11. The right to manage one’s own property and affairs with a legal advisor, if necessary, or if deemed incompetent by a court of law, to have a State appointed executor to manage such until one is adjudicated competent. Such executor is accountable to the patient’s next of kin, or legal advisor or guardian.
12. The right to see and possess one’s hospital records and to take legal action with regard to any false information contained therein which may be damaging to one’s reputation.
13. The right to take criminal action, with the full assistance of law enforcement agents, against any psychiatrist, psychologist or hospital staff for any abuse, false imprisonment, assault from treatment, sexual abuse or rape, or any violation of mental health or other law. And the right to a mental health law that does not indemnify or modify the penalties for criminal, abusive or negligent treatment of patients committed by any psychiatrist, psychologist or hospital staff.
14. The right to sue psychiatrists, their associations and colleges, the institution, or staff for unlawful detention, false reports, or damaging treatment.
15. The right to work or to refuse to work, and the right to receive just compensation on a pay-scale comparable to union or state/national wages for similar work, for any work performed while hospitalized.

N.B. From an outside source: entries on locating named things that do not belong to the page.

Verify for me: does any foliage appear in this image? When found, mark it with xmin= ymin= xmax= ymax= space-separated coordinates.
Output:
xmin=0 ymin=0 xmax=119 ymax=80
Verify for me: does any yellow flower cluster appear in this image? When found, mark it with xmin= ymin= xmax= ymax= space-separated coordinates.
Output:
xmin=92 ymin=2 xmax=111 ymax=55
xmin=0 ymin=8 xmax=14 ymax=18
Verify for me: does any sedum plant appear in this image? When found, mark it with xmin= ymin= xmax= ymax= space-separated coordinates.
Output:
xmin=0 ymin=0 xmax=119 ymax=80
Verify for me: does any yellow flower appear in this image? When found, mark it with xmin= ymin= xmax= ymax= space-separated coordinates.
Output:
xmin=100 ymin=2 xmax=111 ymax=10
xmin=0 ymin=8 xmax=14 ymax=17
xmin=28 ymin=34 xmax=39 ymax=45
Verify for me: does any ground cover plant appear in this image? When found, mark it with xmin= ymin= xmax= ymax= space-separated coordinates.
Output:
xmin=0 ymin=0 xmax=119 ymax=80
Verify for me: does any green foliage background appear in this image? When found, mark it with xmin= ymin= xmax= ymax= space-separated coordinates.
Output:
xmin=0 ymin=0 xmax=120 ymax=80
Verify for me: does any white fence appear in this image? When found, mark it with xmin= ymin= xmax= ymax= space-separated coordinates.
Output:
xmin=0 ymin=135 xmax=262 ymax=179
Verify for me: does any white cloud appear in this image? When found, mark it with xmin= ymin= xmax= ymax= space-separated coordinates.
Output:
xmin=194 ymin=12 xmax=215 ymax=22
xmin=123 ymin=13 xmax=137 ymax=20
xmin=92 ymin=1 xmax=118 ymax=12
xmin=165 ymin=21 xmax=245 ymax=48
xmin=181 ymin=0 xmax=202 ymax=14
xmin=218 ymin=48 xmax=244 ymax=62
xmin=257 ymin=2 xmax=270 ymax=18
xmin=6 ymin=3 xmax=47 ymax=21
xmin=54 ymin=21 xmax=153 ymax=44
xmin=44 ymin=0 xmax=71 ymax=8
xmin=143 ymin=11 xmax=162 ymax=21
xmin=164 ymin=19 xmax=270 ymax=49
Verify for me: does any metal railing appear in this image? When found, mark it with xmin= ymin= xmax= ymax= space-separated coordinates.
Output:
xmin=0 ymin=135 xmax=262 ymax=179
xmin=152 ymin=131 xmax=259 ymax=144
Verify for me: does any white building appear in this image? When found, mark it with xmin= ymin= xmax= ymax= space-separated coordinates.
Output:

16. The right to education or training so as to enable one better to earn a living when discharged, the right of choice over what kind of education or training is received.
17. The right to receive visitors and a minister of one’s own faith.
18. The right to make and receive telephone calls and the right to privacy with regard to all personal correspondence to and from anyone.
19. The right to freely associate or not with any group or person in a psychiatric institution, hospital or facility.
20. The right to a safe environment without having in the environment, persons placed there for criminal reasons.
21. The right to be with others of one’s own age group.
22. The right to wear personal clothing, to have personal effects and to have a secure place in which to keep them.
23. The right to daily physical exercise in the open.
24. The right to a proper diet and nutrition and to three meals a day.
25. The right to hygienic conditions and non-overcrowded facilities, and to sufficient, undisturbed leisure and rest.